The Warner Textile Archive is a UK-based collection of textiles, designs and paper records operated by Braintree District Museum Trust. It opened in 1993 and is the second-largest collection of publicly-owned textiles in the UK (after the Victoria & Albert Museum).

Based in Braintree, Essex the Archive consists of some 100,000 items representing the creative and commercial legacy of Warner & Sons, a leading textile manufacturer that operated from Braintree throughout much of the twentieth century.

The Warner Textile Archive is housed in part of the original mill building at Silks Way, Braintree, and maintains a publicly accessible gallery along with rotating public exhibitions.

Warner & Sons was a leading manufacturer of silk and velvet, as well as producing a wide range of other woven fabrics.

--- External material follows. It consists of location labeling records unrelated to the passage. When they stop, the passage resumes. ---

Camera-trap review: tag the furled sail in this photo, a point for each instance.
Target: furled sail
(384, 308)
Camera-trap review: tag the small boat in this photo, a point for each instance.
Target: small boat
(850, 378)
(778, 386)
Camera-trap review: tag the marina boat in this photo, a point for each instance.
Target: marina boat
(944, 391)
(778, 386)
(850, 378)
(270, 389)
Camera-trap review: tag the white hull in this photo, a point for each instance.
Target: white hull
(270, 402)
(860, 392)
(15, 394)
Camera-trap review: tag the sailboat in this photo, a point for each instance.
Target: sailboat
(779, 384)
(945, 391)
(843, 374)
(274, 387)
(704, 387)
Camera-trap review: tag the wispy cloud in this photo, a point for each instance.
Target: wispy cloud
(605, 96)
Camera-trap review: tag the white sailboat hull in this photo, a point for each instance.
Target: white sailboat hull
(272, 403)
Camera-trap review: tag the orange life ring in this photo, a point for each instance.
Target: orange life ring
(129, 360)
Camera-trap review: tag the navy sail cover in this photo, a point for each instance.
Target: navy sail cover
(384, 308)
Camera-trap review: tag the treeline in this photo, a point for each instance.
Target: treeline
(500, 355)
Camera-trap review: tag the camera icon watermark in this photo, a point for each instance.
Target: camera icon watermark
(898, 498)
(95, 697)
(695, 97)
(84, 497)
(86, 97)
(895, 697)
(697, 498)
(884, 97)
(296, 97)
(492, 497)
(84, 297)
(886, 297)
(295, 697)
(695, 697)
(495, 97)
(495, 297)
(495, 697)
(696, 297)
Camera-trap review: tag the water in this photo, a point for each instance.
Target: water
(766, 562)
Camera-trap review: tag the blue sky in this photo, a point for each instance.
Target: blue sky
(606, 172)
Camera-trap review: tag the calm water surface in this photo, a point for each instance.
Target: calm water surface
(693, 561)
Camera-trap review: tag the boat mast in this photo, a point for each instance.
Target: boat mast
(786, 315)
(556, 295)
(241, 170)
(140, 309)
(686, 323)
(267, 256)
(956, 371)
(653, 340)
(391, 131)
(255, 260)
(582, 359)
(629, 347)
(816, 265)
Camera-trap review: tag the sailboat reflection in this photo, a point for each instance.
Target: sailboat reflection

Notably, it created the Queen's coronation robes and silk hangings used in Westminster Abbey during the coronation ceremony. Representing two centuries of UK textile manufacturing history, the archive features work by artists/designers such as Augustus Pugin, William Morris, Vanessa Bell, Marianne Straub, Hans Tisdall, Lynton Lamb and Graham Sutherland. The Warner archive was conserved for many years by the wallpaper and fabric company Walker Greenbank which sold the collection to Braintree in 2004.